Enorme Kairos-Dichte: „Hinter jeder Ecke wartet eine Chance“

Und: In keiner Stadt ist die sogenannte Kairos-Dichte so groß wie in New York, findet Godo Zabur Singh aus Indien, der Fassaden-Design in Detmold studiert. „Hier wartet hinter jeder Ecke eine Chance, die ergriffen werden möchte – Kairos eben!“ Sein Praktikum macht Godo bei Transsolar in New York, einem Architekturbüro, das sich auf innovative Klima- und Energiekonzepte spezialisiert hat. Für Godo ein Traumjob mit traumhaften Begegnungen und neuen Chancen, die sich jeden Tag wie aus dem Nichts auftun. ‚Dream Big‘ ist für Godo von einer Floskel zur verinnerlichten Routine geworden, sagt er. „Jetzt habe ich das Gefühl, ich kann noch so viel mehr schaffen.“ If you can make it here, you can make it anywhere.

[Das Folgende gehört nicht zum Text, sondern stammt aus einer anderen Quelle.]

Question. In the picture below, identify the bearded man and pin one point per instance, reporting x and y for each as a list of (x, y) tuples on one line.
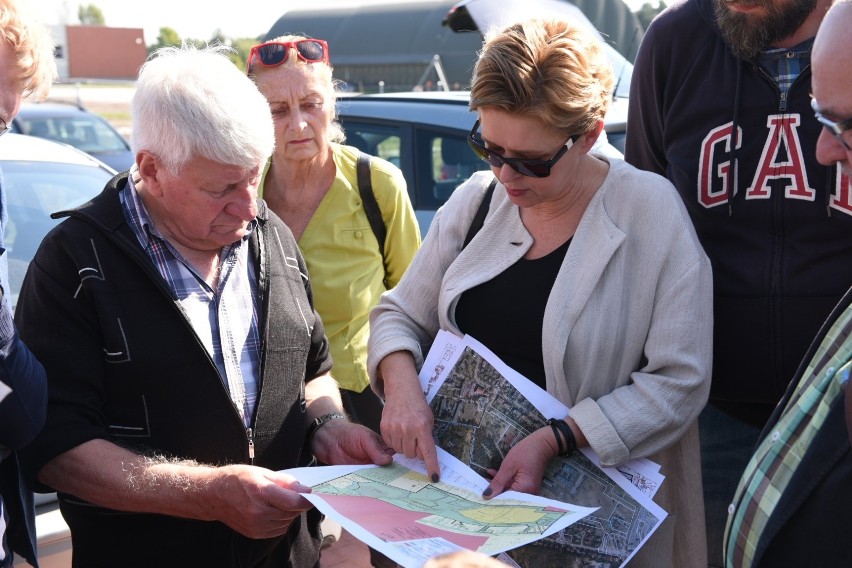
[(720, 104)]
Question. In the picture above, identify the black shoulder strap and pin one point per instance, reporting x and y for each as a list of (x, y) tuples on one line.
[(371, 206), (481, 212)]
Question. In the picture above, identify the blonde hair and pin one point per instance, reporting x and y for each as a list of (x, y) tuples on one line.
[(324, 71), (32, 47), (547, 70)]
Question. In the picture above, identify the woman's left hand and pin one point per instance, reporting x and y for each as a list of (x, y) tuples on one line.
[(523, 468)]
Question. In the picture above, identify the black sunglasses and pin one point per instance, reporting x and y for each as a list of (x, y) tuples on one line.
[(274, 53), (838, 128), (531, 168)]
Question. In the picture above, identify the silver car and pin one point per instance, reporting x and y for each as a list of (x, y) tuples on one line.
[(41, 177)]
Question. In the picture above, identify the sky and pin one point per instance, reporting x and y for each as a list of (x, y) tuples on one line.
[(196, 19)]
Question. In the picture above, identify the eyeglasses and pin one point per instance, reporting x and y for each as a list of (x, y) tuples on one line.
[(274, 53), (840, 128), (531, 168)]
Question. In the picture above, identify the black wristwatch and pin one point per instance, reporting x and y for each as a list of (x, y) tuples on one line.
[(320, 421)]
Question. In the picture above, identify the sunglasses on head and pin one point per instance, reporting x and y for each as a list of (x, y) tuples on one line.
[(531, 168), (842, 129), (274, 53)]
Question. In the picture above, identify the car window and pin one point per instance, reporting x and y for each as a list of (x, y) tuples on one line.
[(34, 190), (451, 163), (86, 133)]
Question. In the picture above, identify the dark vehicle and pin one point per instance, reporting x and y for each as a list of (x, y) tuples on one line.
[(425, 135), (79, 128), (41, 177)]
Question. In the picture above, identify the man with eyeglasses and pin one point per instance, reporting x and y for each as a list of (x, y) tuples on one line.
[(27, 70), (793, 506), (720, 104), (186, 364)]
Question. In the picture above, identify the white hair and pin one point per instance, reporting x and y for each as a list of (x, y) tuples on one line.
[(194, 102)]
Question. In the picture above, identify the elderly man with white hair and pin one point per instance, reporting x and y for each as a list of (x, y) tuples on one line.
[(793, 506), (185, 362)]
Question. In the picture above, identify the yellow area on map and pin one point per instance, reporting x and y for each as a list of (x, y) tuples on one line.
[(503, 515)]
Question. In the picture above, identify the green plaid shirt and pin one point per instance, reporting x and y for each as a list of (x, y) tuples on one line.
[(779, 454)]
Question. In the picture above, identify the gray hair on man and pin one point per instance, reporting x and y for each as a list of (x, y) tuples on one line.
[(194, 102)]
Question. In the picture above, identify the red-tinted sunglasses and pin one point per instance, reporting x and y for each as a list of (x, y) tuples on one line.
[(274, 53)]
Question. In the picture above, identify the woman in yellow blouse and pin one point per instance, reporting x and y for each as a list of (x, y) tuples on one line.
[(311, 183)]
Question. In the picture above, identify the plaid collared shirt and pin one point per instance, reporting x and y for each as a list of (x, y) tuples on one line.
[(224, 319), (779, 454), (785, 65)]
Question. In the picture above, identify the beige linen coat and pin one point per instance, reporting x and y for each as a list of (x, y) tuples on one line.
[(627, 332)]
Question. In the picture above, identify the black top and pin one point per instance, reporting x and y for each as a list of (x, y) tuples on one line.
[(506, 313)]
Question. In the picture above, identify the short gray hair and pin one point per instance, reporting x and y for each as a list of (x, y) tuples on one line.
[(194, 102)]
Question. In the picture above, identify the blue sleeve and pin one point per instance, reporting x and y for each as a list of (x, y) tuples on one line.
[(23, 384)]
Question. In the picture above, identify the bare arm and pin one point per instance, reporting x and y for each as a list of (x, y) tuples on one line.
[(340, 442), (407, 420), (253, 501)]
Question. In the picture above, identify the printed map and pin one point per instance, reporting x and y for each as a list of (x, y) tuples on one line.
[(404, 505), (479, 416)]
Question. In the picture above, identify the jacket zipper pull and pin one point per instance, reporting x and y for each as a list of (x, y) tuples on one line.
[(250, 434)]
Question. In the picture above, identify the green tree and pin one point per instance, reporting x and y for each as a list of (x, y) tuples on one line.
[(243, 46), (90, 15), (648, 12), (168, 38)]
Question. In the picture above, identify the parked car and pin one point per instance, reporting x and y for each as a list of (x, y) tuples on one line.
[(425, 135), (39, 178), (79, 128)]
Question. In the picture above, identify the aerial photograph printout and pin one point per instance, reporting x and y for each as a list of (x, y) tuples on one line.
[(482, 409)]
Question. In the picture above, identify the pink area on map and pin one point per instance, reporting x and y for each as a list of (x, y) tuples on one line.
[(394, 524)]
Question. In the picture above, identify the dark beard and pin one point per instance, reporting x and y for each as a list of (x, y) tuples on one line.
[(748, 35)]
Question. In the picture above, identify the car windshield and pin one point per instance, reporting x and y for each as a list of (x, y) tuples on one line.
[(34, 190), (87, 133)]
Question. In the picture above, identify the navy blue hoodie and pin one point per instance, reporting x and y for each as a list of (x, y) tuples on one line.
[(777, 228)]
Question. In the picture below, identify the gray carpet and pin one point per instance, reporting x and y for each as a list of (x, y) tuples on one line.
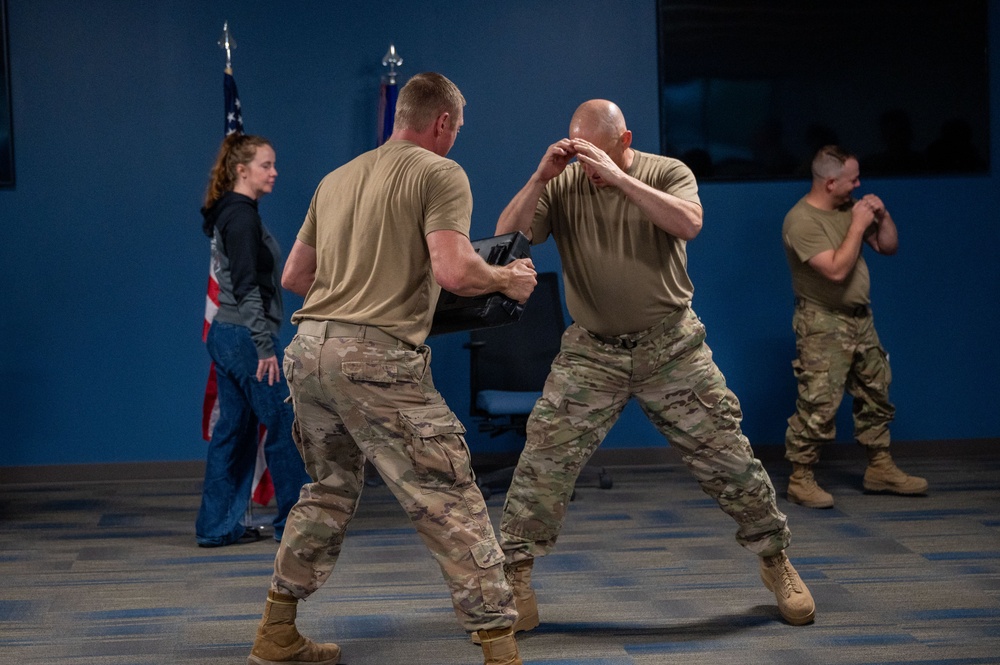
[(647, 572)]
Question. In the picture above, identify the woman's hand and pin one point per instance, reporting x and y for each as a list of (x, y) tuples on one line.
[(269, 366)]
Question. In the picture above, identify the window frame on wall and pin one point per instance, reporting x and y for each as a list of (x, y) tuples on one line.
[(6, 111)]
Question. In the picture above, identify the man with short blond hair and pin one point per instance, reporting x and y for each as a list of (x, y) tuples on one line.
[(383, 235)]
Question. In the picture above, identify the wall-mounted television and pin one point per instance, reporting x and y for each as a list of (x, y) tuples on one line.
[(750, 90)]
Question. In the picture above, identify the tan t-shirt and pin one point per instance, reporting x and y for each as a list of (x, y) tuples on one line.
[(808, 231), (367, 221), (622, 273)]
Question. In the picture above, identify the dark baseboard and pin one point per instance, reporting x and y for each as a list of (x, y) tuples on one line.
[(769, 454)]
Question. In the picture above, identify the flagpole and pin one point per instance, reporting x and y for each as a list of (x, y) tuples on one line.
[(227, 42), (387, 94)]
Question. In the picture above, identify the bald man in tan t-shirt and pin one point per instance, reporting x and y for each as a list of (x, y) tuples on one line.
[(621, 220)]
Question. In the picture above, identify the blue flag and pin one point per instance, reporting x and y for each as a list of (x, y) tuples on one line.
[(234, 112), (388, 92)]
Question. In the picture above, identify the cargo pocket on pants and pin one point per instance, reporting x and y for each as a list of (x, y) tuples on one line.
[(492, 584), (436, 447)]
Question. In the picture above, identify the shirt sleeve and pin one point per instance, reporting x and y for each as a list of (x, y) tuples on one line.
[(242, 242), (448, 203)]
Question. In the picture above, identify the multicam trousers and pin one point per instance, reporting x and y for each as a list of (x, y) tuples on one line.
[(358, 398), (671, 373), (837, 352)]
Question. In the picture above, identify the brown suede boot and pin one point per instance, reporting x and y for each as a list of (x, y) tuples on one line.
[(794, 600), (279, 642), (882, 475), (499, 647), (519, 579), (803, 490)]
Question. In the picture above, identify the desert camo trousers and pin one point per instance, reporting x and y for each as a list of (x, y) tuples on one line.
[(670, 372), (367, 398), (837, 352)]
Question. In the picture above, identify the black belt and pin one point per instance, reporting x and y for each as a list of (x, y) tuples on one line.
[(856, 312)]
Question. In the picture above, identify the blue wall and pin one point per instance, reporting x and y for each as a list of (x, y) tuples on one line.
[(117, 114)]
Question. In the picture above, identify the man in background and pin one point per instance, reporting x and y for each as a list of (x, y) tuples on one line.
[(835, 339)]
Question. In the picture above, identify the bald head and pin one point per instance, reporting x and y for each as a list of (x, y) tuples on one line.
[(601, 124), (598, 121)]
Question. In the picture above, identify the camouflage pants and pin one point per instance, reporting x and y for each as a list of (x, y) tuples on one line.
[(837, 352), (678, 386), (359, 398)]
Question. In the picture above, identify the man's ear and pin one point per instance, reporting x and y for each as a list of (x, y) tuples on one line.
[(443, 123)]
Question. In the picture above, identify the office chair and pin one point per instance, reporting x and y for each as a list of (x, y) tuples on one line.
[(508, 368)]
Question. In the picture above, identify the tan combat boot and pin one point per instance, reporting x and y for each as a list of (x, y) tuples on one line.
[(519, 578), (803, 490), (499, 647), (882, 475), (794, 600), (279, 642)]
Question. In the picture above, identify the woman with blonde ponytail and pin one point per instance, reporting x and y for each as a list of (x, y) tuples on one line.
[(243, 344)]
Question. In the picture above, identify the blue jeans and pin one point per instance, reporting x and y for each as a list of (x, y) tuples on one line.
[(232, 452)]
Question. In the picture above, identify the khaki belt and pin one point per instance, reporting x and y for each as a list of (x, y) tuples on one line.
[(327, 329), (631, 340), (856, 312)]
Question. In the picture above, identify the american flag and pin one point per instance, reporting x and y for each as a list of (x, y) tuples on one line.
[(263, 487)]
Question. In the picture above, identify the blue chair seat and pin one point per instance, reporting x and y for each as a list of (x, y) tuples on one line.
[(505, 403)]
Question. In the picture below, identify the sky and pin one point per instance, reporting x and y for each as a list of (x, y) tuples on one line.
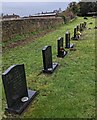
[(31, 7)]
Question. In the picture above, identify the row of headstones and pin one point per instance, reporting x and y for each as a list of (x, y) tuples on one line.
[(14, 78), (49, 67), (80, 28)]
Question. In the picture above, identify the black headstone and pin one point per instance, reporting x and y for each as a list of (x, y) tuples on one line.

Noch so eine Floskel, die für ihn plötzlich Sinn ergibt.

Am Roosevelt-Denkmal an der Südspitze der Insel angekommen, versperren Betonmauern den Blick auf die Skyline, was alle bis auf Godo zumindest irritierend finden. „Das hat schon seine Berechtigung“, erklärt uns der angehende Architekt. „Die Mauern bilden eine Flucht und zeigen dem Betrachter, worauf er sich fokussieren soll.“ In einer Stadt wie New York, in der Ablenkung allgegenwärtig ist, die einzige Chance zu bestehen.

Sehr schnell wurden persönliche Kontakte geknüpft

Acht Studierende haben dieses Jahr ein Praktikum über das Professional Experience Program (PEP) des Campus OWL in New York und New Jersey absolviert. (Foto: Campus OWL New York/FH Bielefeld)

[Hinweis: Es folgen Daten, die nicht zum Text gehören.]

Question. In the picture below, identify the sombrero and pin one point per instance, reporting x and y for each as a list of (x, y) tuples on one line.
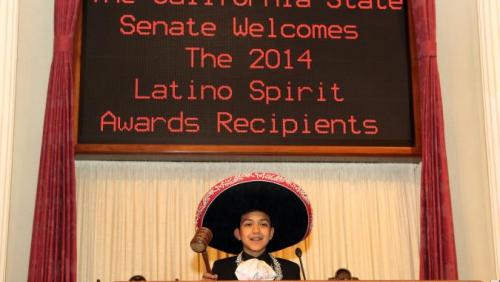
[(286, 204)]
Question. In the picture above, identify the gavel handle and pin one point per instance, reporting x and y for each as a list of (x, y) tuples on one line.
[(205, 260)]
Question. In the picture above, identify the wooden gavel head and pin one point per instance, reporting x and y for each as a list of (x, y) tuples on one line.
[(201, 239)]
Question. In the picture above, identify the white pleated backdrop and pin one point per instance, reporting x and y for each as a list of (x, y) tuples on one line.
[(138, 218)]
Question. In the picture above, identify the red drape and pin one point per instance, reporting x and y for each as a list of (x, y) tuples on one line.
[(53, 243), (437, 242)]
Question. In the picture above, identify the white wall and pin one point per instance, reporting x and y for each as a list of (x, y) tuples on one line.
[(458, 56), (34, 57)]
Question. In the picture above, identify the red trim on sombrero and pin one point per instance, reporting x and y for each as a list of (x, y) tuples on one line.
[(231, 181)]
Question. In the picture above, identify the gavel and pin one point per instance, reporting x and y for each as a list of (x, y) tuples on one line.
[(199, 244)]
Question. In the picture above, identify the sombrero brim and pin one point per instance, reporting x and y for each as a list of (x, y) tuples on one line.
[(286, 204)]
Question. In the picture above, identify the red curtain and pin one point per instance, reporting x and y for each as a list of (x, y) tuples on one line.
[(437, 242), (53, 243)]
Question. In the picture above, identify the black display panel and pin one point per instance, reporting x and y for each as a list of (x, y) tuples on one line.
[(243, 72)]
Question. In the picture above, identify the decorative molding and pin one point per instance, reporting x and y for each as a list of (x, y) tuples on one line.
[(489, 40), (8, 59)]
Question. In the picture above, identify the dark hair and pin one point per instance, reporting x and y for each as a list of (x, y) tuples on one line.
[(137, 278)]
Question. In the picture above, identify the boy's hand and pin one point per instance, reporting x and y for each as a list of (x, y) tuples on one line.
[(209, 276)]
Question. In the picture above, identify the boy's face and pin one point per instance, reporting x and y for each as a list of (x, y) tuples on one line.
[(255, 232)]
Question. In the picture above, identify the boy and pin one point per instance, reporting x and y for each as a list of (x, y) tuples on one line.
[(265, 216)]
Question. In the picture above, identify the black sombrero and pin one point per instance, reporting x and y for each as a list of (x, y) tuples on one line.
[(285, 202)]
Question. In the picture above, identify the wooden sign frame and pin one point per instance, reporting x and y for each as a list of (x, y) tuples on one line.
[(187, 152)]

Acht Studierende haben dieses Jahr ein Praktikum über das Professional Experience Program (PEP) des Campus OWL in New York und New Jersey absolviert. (Foto: Campus OWL New York/FH Bielefeld)

Die Gruppe wirkt sehr innig. Und das, obwohl sich Michael Epp, Pascal Hansen, Sibel Kaya, Jana Schwede, Niels Neier, Christopher Opelt, Godo Zabur Singh und Lukas Weidich erst vor ein paar Monaten auf der Einführungswoche des OWL-Programms in New York kennengelernt haben. So unterschiedlich die Teilnehmerinnen und Teilnehmer doch sind – was alle von Anfang an verbunden hat, war ihre Neugier.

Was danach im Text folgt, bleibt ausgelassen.